Heat and mass transfer performance of fluid flow behind an L-shaped flexible beam connected to a cylinder within a microchannel at various Reynolds numbers

Abstract

To analyze and compare the influence of an asymmetric flexible beam connected to a bluff body on the heat and mass transfer performance of microchannel flow at different Reynolds number, this study numerically investigated the effects of an L-shaped flexible beam with varying sizes connected to a cylinder on pressure loss, Nusselt number, and outlet mixing efficiency of the microchannel flow at three Reynolds numbers based on the cylinder diameter Red of 25, 50, and 100. The results revealed that adjusting the dimensions of the L-shaped flexible beam enhances the thermal and mixing performance of the microchannel flow compared to the fluid flow within the microchannel with only a single cylinder under the same inlet flow condition. This enhancement is particularly significant at Red = 25, where the L-shaped flexible beam facilitates the transition of flow pattern to vortex flow from the laminar flow observed within the channel with only a single cylinder.

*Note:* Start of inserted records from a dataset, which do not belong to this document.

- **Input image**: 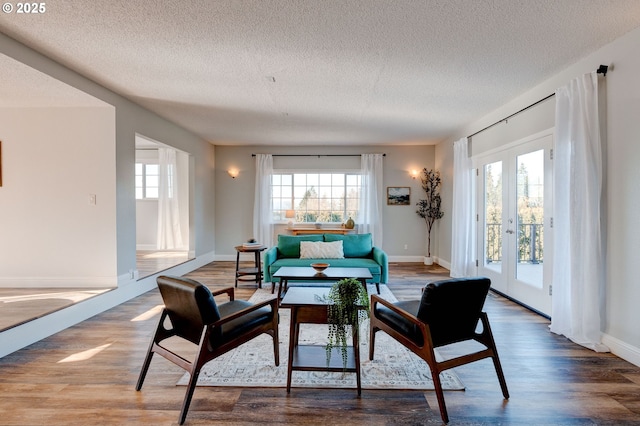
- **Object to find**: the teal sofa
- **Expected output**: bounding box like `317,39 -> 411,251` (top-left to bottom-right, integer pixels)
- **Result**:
263,234 -> 389,292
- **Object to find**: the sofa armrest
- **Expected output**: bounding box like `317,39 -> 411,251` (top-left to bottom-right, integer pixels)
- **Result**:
373,246 -> 389,284
262,246 -> 278,283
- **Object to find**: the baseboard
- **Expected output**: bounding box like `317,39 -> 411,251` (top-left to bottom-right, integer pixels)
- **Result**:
0,253 -> 214,358
0,277 -> 120,288
602,334 -> 640,367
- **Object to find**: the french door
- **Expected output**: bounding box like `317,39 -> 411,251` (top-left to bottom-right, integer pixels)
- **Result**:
475,133 -> 553,315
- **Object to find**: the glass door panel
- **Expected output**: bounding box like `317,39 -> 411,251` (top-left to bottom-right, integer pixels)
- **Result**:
516,149 -> 544,288
482,161 -> 503,273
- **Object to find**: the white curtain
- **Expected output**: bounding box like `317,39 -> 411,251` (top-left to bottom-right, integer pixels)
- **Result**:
450,138 -> 476,278
550,72 -> 609,352
358,154 -> 384,248
253,154 -> 273,247
157,148 -> 184,250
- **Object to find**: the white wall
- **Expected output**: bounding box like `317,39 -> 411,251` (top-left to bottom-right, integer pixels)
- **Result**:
215,145 -> 436,262
0,34 -> 215,356
0,106 -> 117,287
436,25 -> 640,365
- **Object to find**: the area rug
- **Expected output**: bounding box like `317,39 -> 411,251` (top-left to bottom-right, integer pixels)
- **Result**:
177,285 -> 464,390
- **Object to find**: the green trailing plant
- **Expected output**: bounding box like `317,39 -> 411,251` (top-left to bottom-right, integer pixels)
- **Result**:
326,278 -> 369,368
416,168 -> 444,257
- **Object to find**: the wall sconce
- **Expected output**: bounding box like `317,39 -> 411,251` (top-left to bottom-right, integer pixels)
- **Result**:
284,210 -> 296,228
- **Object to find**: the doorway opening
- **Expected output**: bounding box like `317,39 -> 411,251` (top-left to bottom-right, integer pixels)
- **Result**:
475,134 -> 553,316
135,134 -> 195,279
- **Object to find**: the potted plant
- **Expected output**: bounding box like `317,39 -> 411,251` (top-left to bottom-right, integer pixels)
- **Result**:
416,168 -> 444,265
326,278 -> 369,368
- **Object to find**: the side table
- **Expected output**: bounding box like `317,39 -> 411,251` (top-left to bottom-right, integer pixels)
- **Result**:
235,245 -> 267,288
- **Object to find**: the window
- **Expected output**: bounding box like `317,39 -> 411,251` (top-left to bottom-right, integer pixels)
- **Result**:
271,172 -> 361,223
136,163 -> 160,200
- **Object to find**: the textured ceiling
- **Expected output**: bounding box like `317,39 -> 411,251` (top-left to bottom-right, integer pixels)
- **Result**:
0,0 -> 640,145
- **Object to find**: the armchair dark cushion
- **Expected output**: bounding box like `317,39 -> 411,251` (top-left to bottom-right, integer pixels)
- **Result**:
136,276 -> 280,424
369,277 -> 509,423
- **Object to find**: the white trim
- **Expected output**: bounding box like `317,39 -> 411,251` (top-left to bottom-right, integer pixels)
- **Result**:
602,334 -> 640,367
0,252 -> 214,358
0,277 -> 119,288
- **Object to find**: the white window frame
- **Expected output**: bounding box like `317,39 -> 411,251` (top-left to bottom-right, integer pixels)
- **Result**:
271,169 -> 362,223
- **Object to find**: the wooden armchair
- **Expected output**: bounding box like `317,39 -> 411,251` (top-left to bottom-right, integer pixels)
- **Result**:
136,276 -> 280,424
369,278 -> 509,423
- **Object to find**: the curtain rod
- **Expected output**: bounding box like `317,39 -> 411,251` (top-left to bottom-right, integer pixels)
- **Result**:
467,65 -> 609,138
467,93 -> 556,139
251,154 -> 387,157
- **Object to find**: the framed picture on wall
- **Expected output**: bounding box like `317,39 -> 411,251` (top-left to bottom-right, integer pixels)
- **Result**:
387,186 -> 411,206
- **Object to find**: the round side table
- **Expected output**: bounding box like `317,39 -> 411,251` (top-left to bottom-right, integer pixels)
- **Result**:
235,245 -> 267,288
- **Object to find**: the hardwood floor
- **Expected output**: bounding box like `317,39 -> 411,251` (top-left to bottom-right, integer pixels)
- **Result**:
0,262 -> 640,425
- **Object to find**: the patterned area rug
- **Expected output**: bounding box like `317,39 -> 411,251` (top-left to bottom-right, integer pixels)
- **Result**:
177,285 -> 464,390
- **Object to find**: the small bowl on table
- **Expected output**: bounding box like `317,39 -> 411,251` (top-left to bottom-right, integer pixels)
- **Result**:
311,262 -> 329,272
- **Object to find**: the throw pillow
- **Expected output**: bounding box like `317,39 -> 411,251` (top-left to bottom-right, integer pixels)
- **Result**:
324,234 -> 373,257
278,234 -> 322,257
300,241 -> 344,259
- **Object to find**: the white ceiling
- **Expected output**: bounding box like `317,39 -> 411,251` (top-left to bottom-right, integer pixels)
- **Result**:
0,0 -> 640,145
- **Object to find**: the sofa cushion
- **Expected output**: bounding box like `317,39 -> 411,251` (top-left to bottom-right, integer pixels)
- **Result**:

Compared to the single cylinder configuration, the Nusselt number and the outlet mixing efficiency increased by 29.42%, 27.68%, 25.51% and 434.75%, 29.67%, 16.54% when Red are 25, 50, and 100, respectively. This research provides valuable insights into enhancing the heat and mass transfer efficiency of low-Reynolds-number microchannel flow through the utilization of advanced asymmetric flexible vortex generators, with potential applications in high-efficiency microfluidic mixing enhancement and thermal management.